Zukunftsstadt 2030

Oberhausen startet zweite Runde der „Zukunftsstadt 2030“

Das Projektteam der „Zukunftsstadt“.

Das Projektteam der „Zukunftsstadt“.

Foto: Dresen/Umsicht

OBERHAUSEN.   Oberhausener haben Hunderte Ideen gesammelt, wie die Stadt schöner werden kann. Ein Projektteam prüft nun, ob man sie in die Tat umsetzen kann.

Oberhausen sprudelt offenbar vor Ideen, wie die Stadt lebens- und liebenswerter werden kann. Die große Herausforderung: Wie können diese Ideen gebündelt werden? Wo fließen sie zusammen? Und: Wie lassen sie sich umsetzen? Vor diesen Fragen stehen derzeit Vertreter von Stadt, dem Forschungsinstitut Umsicht, der Wirtschaftsförderung und anderer lokaler Akteure wie das Künstlerkollektiv Kitev. Sie alle sind Teil des Wettbewerbes „Zukunftsstadt“, einem Förderprogramm des Bundesbildungsministeriums. Bei einem gemeinsamen Treffen haben sie sich nun einen Fahrplan gesteckt, wie es mit der Ideenschmiede weitergehen soll.

Wissenschaft ist mit an Bord

Denn Oberhausen steckt schon mitten in Phase 2 des Projektes, das 2015 gestartet ist – mit der Entwicklung von Ideen und Visionen. Bürger haben ihre Wünsche geäußert: mehr Treffpunkte in der Stadt, mehr Grün, ein einheitliches Image, eine kreative Bebauung entlang des Rhein-Herne-Kanals. Nur drei Beispiele von insgesamt 2000, die im Laufe eines Jahres eingegangen sind. Bei 700 von ihnen geht es nun um oben genannte Ziele: Wie lassen sich vorhandene Strukturen in der Stadt nutzen, um die Visionen in die Tat umzusetzen? Wo kann die Zusammenarbeit verbessert werden? Wo gibt es Schnittstellen zwischen Verwaltung und „Machern“ wie Kitev, wie Yvonne Johannsen, Koordinatorin der „Zukunftsstadt Oberhausen“, sagt.

Konkretes zu nennen, sei in dieser Phase des Wettbewerbes schwierig, erklärt sie. Die Ideen sind da – gesammelt in Phase 1. Jetzt werden Strategien entwickelt, um sie umzusetzen. Erst in Phase 3, die bei hoffentlich erfolgreicher Bewerbung Oberhausens 2018 startet, geht es dann um die Umsetzung an sich.

Austausch von Bürgerschaft und Wissenschaft

Grundlegende Idee des Wettbewerbes ist die Zusammenarbeit von Bürgerschaft und Wissenschaft. „Die Städte der Zukunft sind ein Gemeinschaftsprojekt, das alle angeht“, heißt es von offizieller Seite. Deshalb hat sich die Stadt das Forschungsinstitut Fraunhofer Umsicht an die Seite geholt. Gemeinsam engagieren sich nun alle Teilnehmer in einer Ideenfabrik – auch für mehr Austausch untereinander.

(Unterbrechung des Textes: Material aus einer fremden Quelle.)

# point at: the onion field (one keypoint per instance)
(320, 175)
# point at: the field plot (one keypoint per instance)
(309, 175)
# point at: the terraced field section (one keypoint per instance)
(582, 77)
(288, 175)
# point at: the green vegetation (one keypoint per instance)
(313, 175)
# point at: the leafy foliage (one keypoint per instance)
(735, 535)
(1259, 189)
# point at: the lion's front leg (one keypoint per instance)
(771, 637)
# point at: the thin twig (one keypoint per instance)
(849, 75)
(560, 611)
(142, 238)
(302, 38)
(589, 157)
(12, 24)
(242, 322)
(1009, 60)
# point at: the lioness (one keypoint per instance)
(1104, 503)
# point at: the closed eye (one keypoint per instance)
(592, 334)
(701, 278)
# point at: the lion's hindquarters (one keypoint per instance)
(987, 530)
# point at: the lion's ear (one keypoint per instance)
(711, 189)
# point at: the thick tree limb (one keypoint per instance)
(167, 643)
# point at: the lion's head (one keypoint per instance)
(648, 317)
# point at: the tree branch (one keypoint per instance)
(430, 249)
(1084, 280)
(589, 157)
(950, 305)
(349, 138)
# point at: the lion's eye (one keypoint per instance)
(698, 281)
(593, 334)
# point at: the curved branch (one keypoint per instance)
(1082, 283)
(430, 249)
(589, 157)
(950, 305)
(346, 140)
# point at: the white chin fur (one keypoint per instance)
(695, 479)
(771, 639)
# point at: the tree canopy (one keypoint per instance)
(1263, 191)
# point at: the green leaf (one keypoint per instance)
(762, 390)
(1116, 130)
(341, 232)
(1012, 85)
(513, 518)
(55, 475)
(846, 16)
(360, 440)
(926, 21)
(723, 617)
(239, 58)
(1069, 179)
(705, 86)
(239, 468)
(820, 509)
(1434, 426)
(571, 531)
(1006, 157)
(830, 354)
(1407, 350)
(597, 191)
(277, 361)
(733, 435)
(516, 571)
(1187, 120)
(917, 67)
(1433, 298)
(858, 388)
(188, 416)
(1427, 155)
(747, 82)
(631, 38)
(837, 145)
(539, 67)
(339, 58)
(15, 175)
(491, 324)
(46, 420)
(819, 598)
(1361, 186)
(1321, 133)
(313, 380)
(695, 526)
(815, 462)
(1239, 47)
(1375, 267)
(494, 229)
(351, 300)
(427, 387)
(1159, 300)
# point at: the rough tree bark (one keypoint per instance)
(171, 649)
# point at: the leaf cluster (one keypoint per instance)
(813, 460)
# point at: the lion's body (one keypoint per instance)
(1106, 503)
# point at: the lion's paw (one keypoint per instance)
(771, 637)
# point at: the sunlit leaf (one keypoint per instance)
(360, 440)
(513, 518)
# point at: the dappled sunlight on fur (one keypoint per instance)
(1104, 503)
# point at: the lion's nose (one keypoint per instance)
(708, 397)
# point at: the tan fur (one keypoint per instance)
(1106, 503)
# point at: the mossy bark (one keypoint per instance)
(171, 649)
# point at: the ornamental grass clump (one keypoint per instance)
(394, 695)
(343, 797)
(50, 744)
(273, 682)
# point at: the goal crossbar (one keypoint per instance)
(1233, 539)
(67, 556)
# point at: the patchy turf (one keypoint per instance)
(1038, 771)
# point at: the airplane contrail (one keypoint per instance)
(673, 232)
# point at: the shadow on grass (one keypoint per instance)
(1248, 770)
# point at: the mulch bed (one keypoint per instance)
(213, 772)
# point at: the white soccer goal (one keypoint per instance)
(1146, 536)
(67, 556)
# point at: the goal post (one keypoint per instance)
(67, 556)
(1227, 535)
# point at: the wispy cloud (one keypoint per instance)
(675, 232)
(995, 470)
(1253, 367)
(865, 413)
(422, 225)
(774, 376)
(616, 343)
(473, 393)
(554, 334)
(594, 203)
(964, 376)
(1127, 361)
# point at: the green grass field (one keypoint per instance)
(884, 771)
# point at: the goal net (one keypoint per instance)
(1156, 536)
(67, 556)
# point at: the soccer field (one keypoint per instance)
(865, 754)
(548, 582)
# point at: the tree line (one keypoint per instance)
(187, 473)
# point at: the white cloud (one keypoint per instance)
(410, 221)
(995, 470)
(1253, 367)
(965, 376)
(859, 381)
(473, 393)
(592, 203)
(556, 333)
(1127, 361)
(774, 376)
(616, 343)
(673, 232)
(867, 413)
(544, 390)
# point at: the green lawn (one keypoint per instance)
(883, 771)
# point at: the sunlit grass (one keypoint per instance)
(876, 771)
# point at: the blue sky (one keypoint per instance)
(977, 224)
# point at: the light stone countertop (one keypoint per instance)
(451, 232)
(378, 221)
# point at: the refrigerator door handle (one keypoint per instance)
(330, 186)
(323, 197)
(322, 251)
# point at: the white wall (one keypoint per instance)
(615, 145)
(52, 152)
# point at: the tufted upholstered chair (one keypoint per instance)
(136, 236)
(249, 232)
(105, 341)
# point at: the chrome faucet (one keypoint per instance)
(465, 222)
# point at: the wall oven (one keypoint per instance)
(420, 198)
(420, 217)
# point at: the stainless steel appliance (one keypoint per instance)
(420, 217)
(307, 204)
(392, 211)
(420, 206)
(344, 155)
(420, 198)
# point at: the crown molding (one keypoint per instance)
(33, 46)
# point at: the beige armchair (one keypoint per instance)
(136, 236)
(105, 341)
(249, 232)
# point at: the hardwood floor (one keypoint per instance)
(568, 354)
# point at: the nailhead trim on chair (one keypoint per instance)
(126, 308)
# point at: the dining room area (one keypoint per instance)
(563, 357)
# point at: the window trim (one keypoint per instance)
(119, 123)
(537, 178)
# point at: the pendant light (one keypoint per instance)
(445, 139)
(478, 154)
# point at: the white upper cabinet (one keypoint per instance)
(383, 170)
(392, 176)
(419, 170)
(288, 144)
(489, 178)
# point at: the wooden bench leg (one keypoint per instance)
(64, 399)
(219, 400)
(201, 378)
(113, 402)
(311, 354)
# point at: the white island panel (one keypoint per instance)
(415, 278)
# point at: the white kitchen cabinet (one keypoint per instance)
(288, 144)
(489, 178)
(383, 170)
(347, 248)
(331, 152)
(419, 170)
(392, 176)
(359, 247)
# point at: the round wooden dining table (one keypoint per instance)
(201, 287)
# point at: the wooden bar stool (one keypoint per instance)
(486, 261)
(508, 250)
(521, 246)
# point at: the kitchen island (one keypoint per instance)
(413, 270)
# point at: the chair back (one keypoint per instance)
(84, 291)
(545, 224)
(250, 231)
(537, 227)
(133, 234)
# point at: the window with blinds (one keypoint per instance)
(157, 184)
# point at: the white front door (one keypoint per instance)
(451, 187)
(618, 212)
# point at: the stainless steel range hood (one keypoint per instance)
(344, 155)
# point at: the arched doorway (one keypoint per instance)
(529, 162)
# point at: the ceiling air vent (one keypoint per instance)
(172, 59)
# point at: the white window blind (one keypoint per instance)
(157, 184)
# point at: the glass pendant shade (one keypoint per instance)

Wichtiger Bestandteil der künftigen Arbeit sei die Transparenz, erklärt Yvonne Johannsen. Sie ist sich sicher: „Die Ideen sind da, man muss sie nur besser abrufen können.“ Bürger sollen besser bescheid wissen, wo und wie sich einbringen können. Bürgerbeteiligung soll künftig zu jeder Zeit möglich sein, nicht nur punktuell. „Viele Bürger bekommen Dinge erst mit, wenn sie entschieden wurden“, meint Johannsen. Auch das soll sich ändern, Ziel ist eine frühzeitige Beteiligung.